To learn to ride a bike, first, fall off.

Committed Movement – It’s never how good your plan is that counts, but how committed you are to moving on the bad plan you’ve got.

Purposeful Direction – We don’t need to know HOW we’re getting to our objective, we just need to know what our objective is, and the next few steps in the right direction to get there. Purposeful Direction is not about having things figured out first, but simply knowing with utter clarity where you want to end up.

Committed Movement In a Purposeful Direction is more critical to success than anything else.

There is a fundamental lesson about life and business in the above statement, and how we take that lesson on board makes us either very successful, very average, or a real shipwreck.

Successful people understand that planning is like a rudder; it’s useless without movement. Highly successful people have a very clear, transformational understanding of the relationship between movement and the rudder.

If you get your relationship right between these two, it will transform your life and your business as well. If you don’t, you’ll stay grounded on your sandbar and wonder why your life never had the impact you’ve always known it can.

The idea of massive pre-planning before you start seems to be a very sound practice, but only in concept and in business school. The problem is it just doesn’t match up with the reality of what actually makes for a successful business.

In the last three years I have watched four different companies go through the whole focus group/product development/perfect rollout process that most MBA programs and books about success would tout as the right way to do things. They all failed. I’ve seen others become successful by just getting moving in a small way like Facebook, Google, eBay, the sticky note, the television, the car, the internet, the steam engine, and all parents, all of which had a better chance of success by releasing the product before it was ready then by perfecting it first.

A controlled experiment in the real world
The key is to do it with very few customers who love you and want to work with you to make it what it will someday become.

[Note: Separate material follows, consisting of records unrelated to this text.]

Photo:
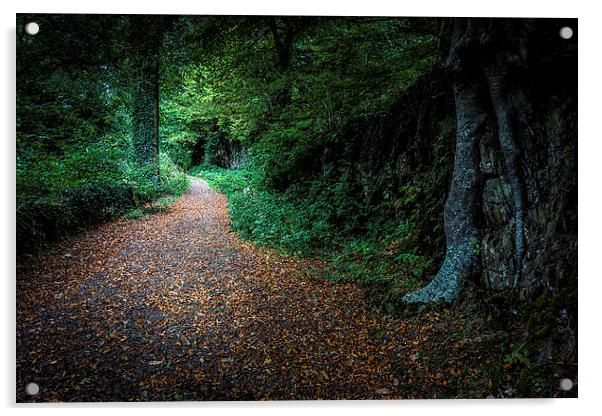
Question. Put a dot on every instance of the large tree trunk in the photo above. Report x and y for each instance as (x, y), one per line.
(499, 222)
(146, 42)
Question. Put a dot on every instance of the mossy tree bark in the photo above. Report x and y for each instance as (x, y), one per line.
(146, 36)
(490, 62)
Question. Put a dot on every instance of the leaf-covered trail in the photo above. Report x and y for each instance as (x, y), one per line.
(175, 306)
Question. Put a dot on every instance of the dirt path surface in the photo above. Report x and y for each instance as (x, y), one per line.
(174, 306)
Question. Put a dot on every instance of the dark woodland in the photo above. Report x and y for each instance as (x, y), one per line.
(295, 208)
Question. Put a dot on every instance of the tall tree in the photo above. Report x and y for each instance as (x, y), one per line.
(146, 34)
(492, 62)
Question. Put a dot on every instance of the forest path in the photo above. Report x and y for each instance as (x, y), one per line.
(174, 306)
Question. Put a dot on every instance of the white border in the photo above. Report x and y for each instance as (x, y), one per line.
(590, 202)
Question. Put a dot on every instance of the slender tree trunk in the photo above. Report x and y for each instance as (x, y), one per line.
(460, 214)
(146, 42)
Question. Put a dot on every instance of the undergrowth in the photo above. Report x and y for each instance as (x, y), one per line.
(380, 255)
(59, 194)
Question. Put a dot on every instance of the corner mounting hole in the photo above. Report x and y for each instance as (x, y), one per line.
(566, 32)
(566, 384)
(32, 28)
(32, 389)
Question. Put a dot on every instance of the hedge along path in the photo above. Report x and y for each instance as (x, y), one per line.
(174, 306)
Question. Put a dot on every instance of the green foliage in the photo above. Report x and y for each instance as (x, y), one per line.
(58, 195)
(382, 258)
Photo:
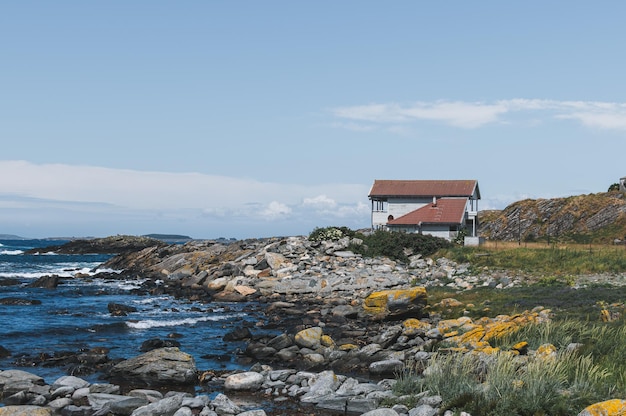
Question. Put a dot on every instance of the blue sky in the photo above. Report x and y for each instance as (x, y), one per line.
(254, 119)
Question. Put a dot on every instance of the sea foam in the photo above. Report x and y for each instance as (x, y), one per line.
(153, 323)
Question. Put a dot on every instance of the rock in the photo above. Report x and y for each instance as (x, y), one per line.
(117, 309)
(223, 405)
(383, 411)
(237, 334)
(399, 303)
(309, 338)
(127, 406)
(70, 381)
(154, 343)
(164, 407)
(161, 366)
(613, 407)
(4, 352)
(386, 367)
(19, 301)
(320, 386)
(46, 282)
(25, 411)
(249, 380)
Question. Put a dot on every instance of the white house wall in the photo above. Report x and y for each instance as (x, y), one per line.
(398, 207)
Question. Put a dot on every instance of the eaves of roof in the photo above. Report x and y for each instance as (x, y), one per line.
(444, 211)
(424, 188)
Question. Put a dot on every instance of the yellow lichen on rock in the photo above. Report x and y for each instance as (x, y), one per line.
(395, 302)
(327, 341)
(546, 351)
(615, 407)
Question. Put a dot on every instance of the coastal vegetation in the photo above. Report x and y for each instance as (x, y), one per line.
(577, 357)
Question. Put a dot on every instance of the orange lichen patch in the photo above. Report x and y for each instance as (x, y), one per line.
(327, 341)
(472, 336)
(378, 302)
(348, 347)
(546, 351)
(615, 407)
(521, 347)
(448, 324)
(500, 329)
(488, 350)
(449, 303)
(413, 323)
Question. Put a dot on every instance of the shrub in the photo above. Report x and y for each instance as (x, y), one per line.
(398, 245)
(330, 233)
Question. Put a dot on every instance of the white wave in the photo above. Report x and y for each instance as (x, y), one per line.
(11, 252)
(107, 270)
(151, 300)
(153, 323)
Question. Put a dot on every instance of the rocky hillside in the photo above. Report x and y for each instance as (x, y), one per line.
(592, 218)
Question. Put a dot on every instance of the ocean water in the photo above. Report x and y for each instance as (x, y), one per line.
(74, 316)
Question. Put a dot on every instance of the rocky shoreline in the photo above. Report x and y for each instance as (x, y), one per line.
(348, 326)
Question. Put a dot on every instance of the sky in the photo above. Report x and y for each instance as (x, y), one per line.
(247, 119)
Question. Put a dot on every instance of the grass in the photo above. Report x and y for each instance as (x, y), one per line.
(503, 383)
(560, 260)
(588, 366)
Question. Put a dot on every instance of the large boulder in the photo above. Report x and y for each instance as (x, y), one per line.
(25, 411)
(162, 366)
(396, 303)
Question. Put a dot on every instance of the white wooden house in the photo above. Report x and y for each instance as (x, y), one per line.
(440, 208)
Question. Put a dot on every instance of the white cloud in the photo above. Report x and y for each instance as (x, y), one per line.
(275, 210)
(471, 115)
(128, 201)
(320, 202)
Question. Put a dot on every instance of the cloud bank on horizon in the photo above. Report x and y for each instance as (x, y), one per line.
(472, 115)
(199, 202)
(214, 119)
(56, 193)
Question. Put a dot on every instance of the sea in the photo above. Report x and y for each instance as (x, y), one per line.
(74, 316)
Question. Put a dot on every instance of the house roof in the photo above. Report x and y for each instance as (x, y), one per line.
(424, 188)
(444, 211)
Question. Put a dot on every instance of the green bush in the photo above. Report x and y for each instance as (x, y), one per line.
(398, 245)
(330, 233)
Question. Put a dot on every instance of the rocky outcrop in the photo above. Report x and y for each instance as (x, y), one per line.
(158, 367)
(108, 245)
(588, 218)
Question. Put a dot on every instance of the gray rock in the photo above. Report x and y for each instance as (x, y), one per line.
(164, 407)
(321, 385)
(127, 406)
(386, 367)
(70, 381)
(249, 380)
(158, 367)
(383, 411)
(25, 411)
(73, 410)
(183, 411)
(59, 403)
(224, 406)
(100, 400)
(423, 410)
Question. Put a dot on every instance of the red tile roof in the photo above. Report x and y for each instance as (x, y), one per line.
(445, 211)
(423, 188)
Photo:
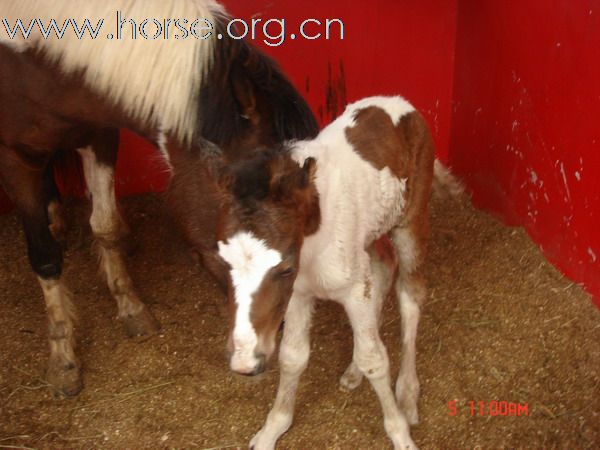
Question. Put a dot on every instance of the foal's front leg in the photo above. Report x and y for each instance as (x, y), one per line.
(109, 229)
(293, 359)
(370, 356)
(383, 276)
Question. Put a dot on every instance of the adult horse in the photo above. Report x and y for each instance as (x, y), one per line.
(70, 94)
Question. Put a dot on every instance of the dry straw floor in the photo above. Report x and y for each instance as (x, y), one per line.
(500, 324)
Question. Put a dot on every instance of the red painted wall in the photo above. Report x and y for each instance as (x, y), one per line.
(525, 127)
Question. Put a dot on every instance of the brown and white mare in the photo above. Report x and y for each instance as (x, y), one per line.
(300, 223)
(73, 95)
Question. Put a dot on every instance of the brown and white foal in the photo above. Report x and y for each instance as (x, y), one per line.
(299, 224)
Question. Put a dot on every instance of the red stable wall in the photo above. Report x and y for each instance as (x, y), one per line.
(509, 89)
(525, 123)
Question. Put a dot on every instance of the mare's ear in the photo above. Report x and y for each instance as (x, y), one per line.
(246, 98)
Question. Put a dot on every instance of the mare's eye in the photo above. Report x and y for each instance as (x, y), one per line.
(286, 272)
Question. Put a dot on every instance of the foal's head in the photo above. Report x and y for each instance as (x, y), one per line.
(271, 205)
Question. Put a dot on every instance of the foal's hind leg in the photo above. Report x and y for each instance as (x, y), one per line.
(25, 186)
(53, 205)
(383, 276)
(109, 229)
(411, 293)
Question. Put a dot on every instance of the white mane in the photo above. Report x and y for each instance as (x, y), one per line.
(154, 81)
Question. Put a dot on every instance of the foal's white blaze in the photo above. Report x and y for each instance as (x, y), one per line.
(250, 259)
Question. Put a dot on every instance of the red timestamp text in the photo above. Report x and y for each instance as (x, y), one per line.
(488, 408)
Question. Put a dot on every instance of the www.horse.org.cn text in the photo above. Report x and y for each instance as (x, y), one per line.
(272, 32)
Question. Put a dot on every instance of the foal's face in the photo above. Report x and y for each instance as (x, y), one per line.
(261, 241)
(262, 274)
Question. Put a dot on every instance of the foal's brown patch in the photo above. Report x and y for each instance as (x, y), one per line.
(407, 149)
(377, 140)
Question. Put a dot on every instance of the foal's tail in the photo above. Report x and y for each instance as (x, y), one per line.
(444, 183)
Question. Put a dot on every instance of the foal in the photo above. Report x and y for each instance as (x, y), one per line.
(298, 225)
(73, 94)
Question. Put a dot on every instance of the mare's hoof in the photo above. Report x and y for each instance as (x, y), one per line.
(65, 378)
(141, 324)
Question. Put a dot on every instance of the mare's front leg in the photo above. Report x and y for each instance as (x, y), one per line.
(24, 184)
(110, 229)
(370, 356)
(293, 359)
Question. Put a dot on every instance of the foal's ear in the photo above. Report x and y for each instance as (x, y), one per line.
(225, 179)
(309, 169)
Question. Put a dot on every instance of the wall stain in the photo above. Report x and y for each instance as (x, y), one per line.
(335, 92)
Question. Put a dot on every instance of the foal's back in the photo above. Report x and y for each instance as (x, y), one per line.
(375, 165)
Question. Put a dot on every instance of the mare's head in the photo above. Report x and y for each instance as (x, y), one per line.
(271, 204)
(247, 102)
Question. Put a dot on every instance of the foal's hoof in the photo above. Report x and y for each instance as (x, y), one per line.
(141, 324)
(351, 378)
(64, 378)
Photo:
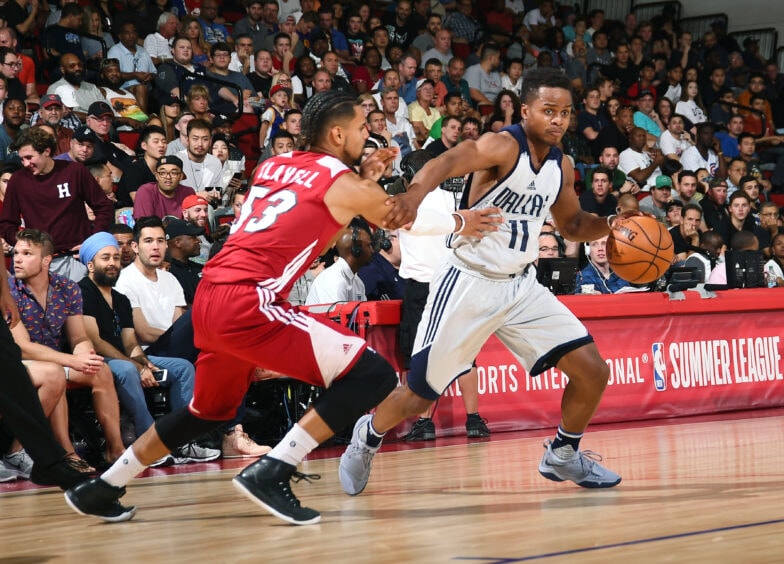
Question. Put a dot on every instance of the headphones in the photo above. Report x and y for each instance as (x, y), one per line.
(356, 244)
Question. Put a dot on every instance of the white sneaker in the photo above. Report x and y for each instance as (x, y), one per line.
(20, 463)
(194, 453)
(355, 464)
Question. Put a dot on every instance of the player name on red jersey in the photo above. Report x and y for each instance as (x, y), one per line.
(286, 174)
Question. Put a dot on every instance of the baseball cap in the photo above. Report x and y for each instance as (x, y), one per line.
(98, 109)
(193, 200)
(177, 227)
(663, 182)
(84, 133)
(279, 88)
(220, 119)
(51, 100)
(422, 81)
(169, 159)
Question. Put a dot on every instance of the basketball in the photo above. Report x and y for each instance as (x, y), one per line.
(640, 249)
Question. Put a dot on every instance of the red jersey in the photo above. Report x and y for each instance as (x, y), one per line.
(284, 224)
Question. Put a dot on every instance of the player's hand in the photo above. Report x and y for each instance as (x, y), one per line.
(402, 210)
(374, 166)
(479, 223)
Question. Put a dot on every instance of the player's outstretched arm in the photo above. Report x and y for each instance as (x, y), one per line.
(573, 222)
(489, 151)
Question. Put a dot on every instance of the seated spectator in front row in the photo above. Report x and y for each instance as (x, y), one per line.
(655, 203)
(597, 277)
(50, 308)
(108, 320)
(598, 199)
(164, 196)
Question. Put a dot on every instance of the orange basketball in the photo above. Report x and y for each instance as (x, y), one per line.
(640, 249)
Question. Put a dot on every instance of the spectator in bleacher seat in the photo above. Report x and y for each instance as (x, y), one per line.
(183, 240)
(195, 210)
(442, 45)
(45, 328)
(598, 277)
(129, 114)
(82, 146)
(137, 70)
(730, 139)
(712, 90)
(672, 87)
(687, 187)
(655, 202)
(591, 120)
(741, 241)
(213, 31)
(646, 117)
(75, 92)
(152, 141)
(164, 196)
(450, 136)
(158, 43)
(421, 113)
(639, 162)
(484, 80)
(615, 134)
(609, 159)
(108, 320)
(599, 199)
(61, 38)
(741, 219)
(201, 170)
(675, 140)
(51, 196)
(464, 26)
(714, 207)
(706, 152)
(340, 282)
(123, 234)
(736, 170)
(686, 235)
(673, 210)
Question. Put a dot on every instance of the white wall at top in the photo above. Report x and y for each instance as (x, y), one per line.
(742, 14)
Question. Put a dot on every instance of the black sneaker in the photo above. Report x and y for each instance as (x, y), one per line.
(422, 430)
(476, 428)
(266, 483)
(99, 499)
(62, 473)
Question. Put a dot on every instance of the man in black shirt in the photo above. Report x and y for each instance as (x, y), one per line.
(598, 199)
(182, 238)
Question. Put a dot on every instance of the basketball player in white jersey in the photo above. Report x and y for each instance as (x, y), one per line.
(488, 286)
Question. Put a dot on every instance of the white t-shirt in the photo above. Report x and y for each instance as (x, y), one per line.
(157, 300)
(670, 145)
(200, 175)
(691, 159)
(630, 160)
(336, 284)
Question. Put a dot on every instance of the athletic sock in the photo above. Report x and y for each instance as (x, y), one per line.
(372, 437)
(123, 470)
(294, 447)
(566, 444)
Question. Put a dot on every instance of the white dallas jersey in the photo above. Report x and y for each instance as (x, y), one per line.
(525, 196)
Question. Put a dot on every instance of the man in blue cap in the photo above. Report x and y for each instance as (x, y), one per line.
(108, 318)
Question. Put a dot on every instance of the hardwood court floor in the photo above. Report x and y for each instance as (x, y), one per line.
(696, 490)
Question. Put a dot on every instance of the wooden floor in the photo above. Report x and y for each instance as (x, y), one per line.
(694, 490)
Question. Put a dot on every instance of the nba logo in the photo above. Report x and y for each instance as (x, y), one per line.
(659, 368)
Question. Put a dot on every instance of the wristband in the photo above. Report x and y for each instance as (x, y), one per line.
(462, 223)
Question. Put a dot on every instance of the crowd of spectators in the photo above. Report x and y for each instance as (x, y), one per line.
(145, 120)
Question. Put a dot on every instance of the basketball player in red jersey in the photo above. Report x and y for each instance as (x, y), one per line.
(297, 206)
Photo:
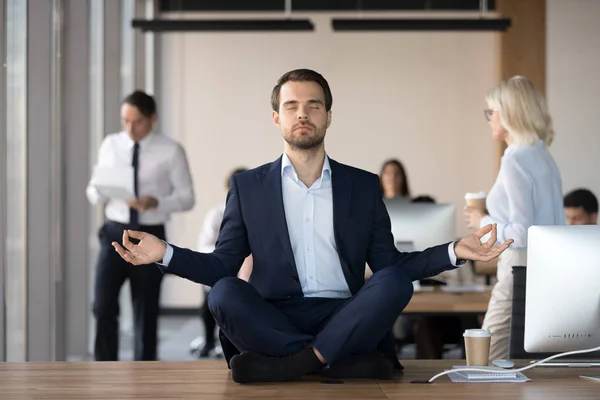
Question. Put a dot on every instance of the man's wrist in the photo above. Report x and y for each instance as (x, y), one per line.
(459, 261)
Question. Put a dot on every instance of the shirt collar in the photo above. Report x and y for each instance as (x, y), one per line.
(515, 146)
(286, 165)
(143, 143)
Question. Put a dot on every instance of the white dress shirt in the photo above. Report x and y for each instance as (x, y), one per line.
(528, 191)
(163, 173)
(309, 217)
(209, 232)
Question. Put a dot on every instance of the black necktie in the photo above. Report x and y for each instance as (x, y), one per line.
(133, 213)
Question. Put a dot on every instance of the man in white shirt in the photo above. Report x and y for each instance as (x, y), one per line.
(162, 185)
(311, 224)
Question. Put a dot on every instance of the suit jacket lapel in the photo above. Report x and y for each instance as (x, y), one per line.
(342, 198)
(272, 192)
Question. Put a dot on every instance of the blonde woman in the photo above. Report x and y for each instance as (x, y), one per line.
(527, 191)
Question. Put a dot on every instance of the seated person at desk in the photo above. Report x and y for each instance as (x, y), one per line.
(206, 244)
(310, 224)
(581, 207)
(393, 180)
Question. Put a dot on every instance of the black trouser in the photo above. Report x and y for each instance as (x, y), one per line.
(144, 281)
(209, 322)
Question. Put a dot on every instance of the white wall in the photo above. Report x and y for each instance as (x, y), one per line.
(573, 89)
(414, 96)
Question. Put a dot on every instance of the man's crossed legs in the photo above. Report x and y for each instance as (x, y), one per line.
(279, 339)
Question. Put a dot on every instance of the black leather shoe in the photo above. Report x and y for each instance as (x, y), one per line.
(253, 367)
(371, 366)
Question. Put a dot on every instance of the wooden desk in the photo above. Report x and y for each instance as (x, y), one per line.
(438, 302)
(211, 380)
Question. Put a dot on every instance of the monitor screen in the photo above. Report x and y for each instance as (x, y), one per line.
(562, 301)
(417, 226)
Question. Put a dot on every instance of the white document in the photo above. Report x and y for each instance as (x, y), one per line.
(114, 182)
(475, 376)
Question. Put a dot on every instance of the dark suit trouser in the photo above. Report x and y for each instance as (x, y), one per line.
(144, 281)
(335, 327)
(209, 322)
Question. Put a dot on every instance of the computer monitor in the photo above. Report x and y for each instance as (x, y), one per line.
(417, 226)
(562, 301)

Reality is a much better laboratory for business than the laboratory. Customers are a much better focus group than a focus group. And a small rollout to the faithful is much less expensive and more informative then the balloons and parade approach.

We went through many iterations of paid workshops and mastermind concepts for three and half years before we arrived at 3to5 Clubs, which are now spreading on four continents. But we did it in small groups where perfection wasn’t necessary and everyone of the faithful were served with our existing but under-developed product.

Speed, not Planning
Success is much more closely related to Speed of Execution than to in-depth planning, because most planning is done in a vacuum prior to actually producing anything. Only after the plan hits the real world do we find out that it doesn’t work in that real world.

In the face of that reality and all the evidence we have that massive pre-planning is a waste of time, we keep trying. We can’t help ourselves. Hope springs eternal. In the meantime the Facbooks, Googles, and T-Rexs of the world are in their boats running flat out and heading for open water while we’re still trying to decide how to build the rudder.

Man has yet to devise a great way to plan in the absence of movement. The painstaking detailed analysis we are all taught to do before we move is almost always of little value because it never works out the way we had hoped. And as a result it never saves us the time and money it was supposed to. Instead it usually costs us precious time getting started, puts us behind someone else who has decided to get moving, and creates soaring costs down the road.

Practice, not Perfection
Always roll out your product or service long before it is ready, before your website is done (we only had a holding page for the first 18+ months). Just do it in a controlled but very real and “live” environment where the feedback you get is from real live bullets – people deciding to pay with real money and giving you feedback on how to get better.

Get out of the lab and into the real world. Tom Watson, founder of IBM said, “Test fast. Fail Fast. Adjust Fast.” I would say get out into the real world and just keep practicing to get better all the time.